With early voting in full swing and only a few days left before the May 22 Democratic primary, more than a dozen candidates for for statewide posts and Congressional and State Senate seats showed up Monday evening to speak to about 80 Spalding County Democrats at the Welcome Center in Griffin. It was great to see the broad range of discussions and questions about vital issues we don’t hear about in horse-race coverage of political campaigns: tariffs on Georgia crops (Fred Swann), expanding expanding Medicaid (Cindy Zeldin), turning prisons into colleges (Richard Keatley), and testing, testing, testing (Sid Chapman).
Dawn Randolph, candidate for Public Service Commission Post 5 (at-large statewide), scorned the podium, instead coming out front to pace and speak about the sorry state of utility regulation in Georgia. It’s not just Plant Vogtle that has voters riled up. The issue of Georgia Power’s poor customer service following massive local office closings came up during her question and answer session, as it does so often these days. Randolph drew cheers and applause when she said that two PSC seats are up for grabs this year, and if Democrats win both, “It will create a huge blue flame that would burn across the state.”
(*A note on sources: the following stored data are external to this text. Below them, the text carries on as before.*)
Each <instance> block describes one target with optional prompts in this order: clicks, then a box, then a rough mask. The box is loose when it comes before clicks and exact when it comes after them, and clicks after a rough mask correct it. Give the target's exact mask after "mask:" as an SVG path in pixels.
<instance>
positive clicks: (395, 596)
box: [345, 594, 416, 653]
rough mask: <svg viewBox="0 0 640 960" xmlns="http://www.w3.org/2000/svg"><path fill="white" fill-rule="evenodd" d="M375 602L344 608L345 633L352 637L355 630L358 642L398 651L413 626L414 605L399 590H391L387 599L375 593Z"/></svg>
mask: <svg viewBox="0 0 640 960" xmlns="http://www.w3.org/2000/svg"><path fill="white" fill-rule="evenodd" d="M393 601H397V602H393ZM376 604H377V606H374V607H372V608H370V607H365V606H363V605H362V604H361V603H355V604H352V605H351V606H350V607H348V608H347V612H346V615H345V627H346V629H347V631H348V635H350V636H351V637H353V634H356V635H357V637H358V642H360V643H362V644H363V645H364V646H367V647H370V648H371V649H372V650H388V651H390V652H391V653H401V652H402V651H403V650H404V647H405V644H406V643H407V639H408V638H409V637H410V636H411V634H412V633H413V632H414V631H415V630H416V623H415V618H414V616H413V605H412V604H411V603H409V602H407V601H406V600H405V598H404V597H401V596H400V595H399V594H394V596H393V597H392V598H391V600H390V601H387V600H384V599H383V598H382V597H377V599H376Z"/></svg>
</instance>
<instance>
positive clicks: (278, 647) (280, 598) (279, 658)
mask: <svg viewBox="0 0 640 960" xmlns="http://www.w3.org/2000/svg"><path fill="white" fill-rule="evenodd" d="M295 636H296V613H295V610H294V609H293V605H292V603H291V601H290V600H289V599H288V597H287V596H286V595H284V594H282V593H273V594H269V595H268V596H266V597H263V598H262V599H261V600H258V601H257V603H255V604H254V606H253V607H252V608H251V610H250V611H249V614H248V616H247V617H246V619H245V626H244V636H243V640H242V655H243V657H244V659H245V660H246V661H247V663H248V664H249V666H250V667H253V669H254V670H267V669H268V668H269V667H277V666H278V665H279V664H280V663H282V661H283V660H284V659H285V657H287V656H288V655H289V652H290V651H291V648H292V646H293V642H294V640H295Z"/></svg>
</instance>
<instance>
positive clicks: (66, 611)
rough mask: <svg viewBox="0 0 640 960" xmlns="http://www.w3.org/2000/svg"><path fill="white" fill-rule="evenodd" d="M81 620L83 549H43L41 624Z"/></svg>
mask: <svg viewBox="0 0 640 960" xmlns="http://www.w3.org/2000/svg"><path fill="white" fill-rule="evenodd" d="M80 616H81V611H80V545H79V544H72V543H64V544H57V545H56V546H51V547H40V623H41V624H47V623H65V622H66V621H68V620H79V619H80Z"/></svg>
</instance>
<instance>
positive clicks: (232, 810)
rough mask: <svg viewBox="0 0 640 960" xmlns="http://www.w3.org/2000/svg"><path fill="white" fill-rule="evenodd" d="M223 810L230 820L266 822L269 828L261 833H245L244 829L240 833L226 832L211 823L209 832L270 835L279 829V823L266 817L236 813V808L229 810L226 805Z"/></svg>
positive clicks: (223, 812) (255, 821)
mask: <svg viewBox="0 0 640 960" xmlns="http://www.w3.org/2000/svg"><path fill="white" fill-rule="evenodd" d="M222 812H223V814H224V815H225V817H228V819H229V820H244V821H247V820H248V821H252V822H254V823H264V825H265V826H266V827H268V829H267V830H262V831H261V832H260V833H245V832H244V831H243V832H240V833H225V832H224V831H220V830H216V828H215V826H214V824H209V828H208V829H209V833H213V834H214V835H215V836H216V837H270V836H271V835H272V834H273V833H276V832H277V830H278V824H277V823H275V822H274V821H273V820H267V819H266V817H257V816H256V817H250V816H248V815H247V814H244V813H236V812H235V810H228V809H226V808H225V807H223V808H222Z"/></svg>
Because Atlanta traffic sucks, I arrived way past late. I was there especially to see Zeldin speak (a separate article on her is coming soon, I swear!), and learned that I’d missed John Noel (Post 5 PSC). So did everyone else. In his continual attempt to be more than one place at one time, he’d overbooked himself, showing up for the meeting but leaving before his turn to speak, because he had a TV gig. Gubernatorial candidate Stacey Abrams (I missed her, too, but she got to speak) was doing the same show: Newsmakers Live with Maynard Eaton back in Atlanta.
So he left a note. (Scroll down to see, along with the list of attendees.)
I was talking to candidates, campaign aides, and Spalding County voters after the meeting. Several local voters said they’d seen him before—this may have been his third go at Griffin. People said they’d seen Noel signs all over the state, and one candidate confided, “I think he’s going to win, because he’s got game, and he’s going everywhere.”